27 Zij namen dus het maaksel van Mika en zijn priester met zich mee, en overvielen Láisj met die rustige en onbezorgde bevolking. Ze joegen ze over de kling, en staken de stad in brand.
They took that which Micah had made, and the priest whom he had, and came to Laish, to a people quiet and secure, and struck them with the edge of the sword; and they burnt the city with fire.
28 Niemand kwam het te hulp: want het lag ver van Sidon, en onderhield geen betrekkingen met Aram; het lag in de vallei Bet-Rechob. Ze bouwden de stad weer op, en gingen er wonen.
There was no deliverer, because it was far from Sidon, and they had no dealings with anyone, and it was in the valley that lies by Beth Rehob. They built the city, and lived there.

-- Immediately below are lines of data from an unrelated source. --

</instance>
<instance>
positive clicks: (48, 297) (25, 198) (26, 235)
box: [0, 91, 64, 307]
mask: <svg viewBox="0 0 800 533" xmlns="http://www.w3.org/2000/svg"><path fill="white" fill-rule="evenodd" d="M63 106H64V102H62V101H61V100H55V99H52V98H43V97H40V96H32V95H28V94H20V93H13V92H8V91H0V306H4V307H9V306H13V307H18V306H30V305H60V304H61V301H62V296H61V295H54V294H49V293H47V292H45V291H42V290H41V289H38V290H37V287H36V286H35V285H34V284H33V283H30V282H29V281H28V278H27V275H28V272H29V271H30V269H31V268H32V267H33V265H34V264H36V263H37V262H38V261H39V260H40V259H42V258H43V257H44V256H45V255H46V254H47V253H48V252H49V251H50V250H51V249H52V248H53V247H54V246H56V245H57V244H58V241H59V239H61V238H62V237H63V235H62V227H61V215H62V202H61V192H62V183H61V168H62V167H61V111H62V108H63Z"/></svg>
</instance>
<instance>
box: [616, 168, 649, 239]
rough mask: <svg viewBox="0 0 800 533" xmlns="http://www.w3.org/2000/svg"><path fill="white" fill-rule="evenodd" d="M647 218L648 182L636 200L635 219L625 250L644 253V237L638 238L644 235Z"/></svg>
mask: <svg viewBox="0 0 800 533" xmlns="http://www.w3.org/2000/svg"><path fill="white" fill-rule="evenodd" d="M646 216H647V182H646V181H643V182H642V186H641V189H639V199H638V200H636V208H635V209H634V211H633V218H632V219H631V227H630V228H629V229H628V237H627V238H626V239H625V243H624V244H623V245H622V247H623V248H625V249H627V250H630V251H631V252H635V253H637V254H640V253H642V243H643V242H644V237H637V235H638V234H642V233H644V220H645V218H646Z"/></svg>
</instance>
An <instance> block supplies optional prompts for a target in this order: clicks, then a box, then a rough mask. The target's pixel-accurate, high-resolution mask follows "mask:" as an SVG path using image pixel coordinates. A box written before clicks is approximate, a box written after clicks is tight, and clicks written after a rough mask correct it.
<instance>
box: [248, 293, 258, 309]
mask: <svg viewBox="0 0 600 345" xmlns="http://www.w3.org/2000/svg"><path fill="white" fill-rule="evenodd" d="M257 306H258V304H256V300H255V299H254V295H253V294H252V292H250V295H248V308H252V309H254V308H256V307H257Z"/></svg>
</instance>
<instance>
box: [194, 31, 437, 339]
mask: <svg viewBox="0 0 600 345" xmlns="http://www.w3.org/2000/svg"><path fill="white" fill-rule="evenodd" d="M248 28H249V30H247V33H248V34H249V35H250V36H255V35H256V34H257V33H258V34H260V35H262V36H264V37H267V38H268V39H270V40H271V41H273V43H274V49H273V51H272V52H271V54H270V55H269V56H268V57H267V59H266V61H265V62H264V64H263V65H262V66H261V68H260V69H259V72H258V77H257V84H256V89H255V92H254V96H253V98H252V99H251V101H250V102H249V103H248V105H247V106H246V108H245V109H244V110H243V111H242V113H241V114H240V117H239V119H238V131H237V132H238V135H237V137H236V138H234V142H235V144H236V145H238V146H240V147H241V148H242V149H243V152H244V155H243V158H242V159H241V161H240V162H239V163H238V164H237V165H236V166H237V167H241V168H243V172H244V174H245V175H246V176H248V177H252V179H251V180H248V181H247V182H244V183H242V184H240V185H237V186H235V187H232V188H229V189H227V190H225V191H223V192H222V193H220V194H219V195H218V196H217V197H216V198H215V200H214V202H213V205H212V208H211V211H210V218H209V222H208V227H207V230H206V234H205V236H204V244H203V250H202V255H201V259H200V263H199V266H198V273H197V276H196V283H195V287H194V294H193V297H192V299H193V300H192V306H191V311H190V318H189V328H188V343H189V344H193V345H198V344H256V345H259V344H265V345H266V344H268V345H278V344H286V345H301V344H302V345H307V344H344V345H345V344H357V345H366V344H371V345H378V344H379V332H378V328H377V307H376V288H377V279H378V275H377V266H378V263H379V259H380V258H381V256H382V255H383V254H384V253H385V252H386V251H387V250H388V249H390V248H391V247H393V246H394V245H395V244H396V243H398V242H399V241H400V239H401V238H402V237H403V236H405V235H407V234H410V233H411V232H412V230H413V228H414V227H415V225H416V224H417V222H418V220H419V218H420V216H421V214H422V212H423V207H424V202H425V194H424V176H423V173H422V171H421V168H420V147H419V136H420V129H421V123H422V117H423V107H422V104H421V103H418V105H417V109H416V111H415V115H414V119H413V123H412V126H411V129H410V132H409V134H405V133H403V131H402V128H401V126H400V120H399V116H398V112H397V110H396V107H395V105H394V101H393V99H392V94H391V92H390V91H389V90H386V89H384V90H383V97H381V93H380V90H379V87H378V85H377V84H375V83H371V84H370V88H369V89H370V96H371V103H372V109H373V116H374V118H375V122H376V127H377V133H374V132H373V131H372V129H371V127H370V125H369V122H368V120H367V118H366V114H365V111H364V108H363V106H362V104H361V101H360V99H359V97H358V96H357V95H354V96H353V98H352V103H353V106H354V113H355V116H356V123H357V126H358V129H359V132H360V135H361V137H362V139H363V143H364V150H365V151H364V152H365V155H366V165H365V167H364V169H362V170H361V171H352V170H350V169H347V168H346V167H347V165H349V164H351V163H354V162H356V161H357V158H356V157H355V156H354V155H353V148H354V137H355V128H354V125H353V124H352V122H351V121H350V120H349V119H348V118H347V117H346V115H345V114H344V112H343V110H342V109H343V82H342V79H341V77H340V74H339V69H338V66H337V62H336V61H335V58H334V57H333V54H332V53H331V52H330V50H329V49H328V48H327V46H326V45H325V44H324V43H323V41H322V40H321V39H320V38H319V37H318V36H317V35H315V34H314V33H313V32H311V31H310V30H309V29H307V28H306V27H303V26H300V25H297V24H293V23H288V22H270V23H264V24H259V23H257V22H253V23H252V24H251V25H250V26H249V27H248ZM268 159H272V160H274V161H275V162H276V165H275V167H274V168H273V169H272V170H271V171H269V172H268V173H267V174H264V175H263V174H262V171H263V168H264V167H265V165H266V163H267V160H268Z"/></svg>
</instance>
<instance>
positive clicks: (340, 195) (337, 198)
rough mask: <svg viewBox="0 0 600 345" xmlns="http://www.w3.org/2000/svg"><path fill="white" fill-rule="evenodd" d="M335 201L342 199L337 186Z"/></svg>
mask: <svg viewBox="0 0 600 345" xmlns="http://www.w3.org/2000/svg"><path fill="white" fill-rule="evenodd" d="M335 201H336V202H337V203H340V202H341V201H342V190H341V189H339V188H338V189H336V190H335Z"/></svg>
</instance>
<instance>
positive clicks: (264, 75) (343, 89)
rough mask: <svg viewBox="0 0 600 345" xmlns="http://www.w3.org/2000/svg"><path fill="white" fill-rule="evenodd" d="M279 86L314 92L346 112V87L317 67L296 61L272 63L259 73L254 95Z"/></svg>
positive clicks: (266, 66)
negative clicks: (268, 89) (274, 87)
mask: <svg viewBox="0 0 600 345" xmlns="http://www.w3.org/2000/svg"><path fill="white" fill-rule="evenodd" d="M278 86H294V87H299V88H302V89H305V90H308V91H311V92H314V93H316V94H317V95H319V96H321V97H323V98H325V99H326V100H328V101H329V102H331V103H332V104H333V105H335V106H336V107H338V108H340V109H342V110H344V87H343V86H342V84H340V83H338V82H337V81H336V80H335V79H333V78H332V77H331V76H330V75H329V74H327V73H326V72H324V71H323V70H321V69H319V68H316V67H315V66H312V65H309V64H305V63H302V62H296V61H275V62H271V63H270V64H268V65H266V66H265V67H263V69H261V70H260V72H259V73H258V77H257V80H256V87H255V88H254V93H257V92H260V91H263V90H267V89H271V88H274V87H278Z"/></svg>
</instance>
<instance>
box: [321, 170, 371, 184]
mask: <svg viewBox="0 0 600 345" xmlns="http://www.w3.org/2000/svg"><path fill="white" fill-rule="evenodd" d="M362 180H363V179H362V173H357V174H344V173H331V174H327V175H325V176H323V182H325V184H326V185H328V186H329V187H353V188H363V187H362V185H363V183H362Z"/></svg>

29 Ze noemden de stad Dan, naar hun vader Dan, die een zoon van Israël was; maar vroeger heette die stad Láisj.
They called the name of the city Dan, after the name of Dan their ancestor, who was born to Israel. However the name of the city was originally Laish.
30 Daar richtten de Danieten voor zich het beeld op. En Jonatan, de zoon van Gersjom, den zoon van Moses, bleef met zijn zonen priester van de stam Dan tot de dag, dat het land werd ontvolkt.
The people of Dan set up for themselves the engraved image. And Jonathan, the son of Gershom, the son of Moses, and his sons were priests to the tribe of the Danites until the day of the exile from the land.
31 Zo richtten ze voor zich het beeld op, dat Mika gemaakt had, en het bleef er even lang, als het huis van God te Sjilo was.
So they set up for themselves Micah's engraved image which he made, all the time that the house of God was in Shiloh.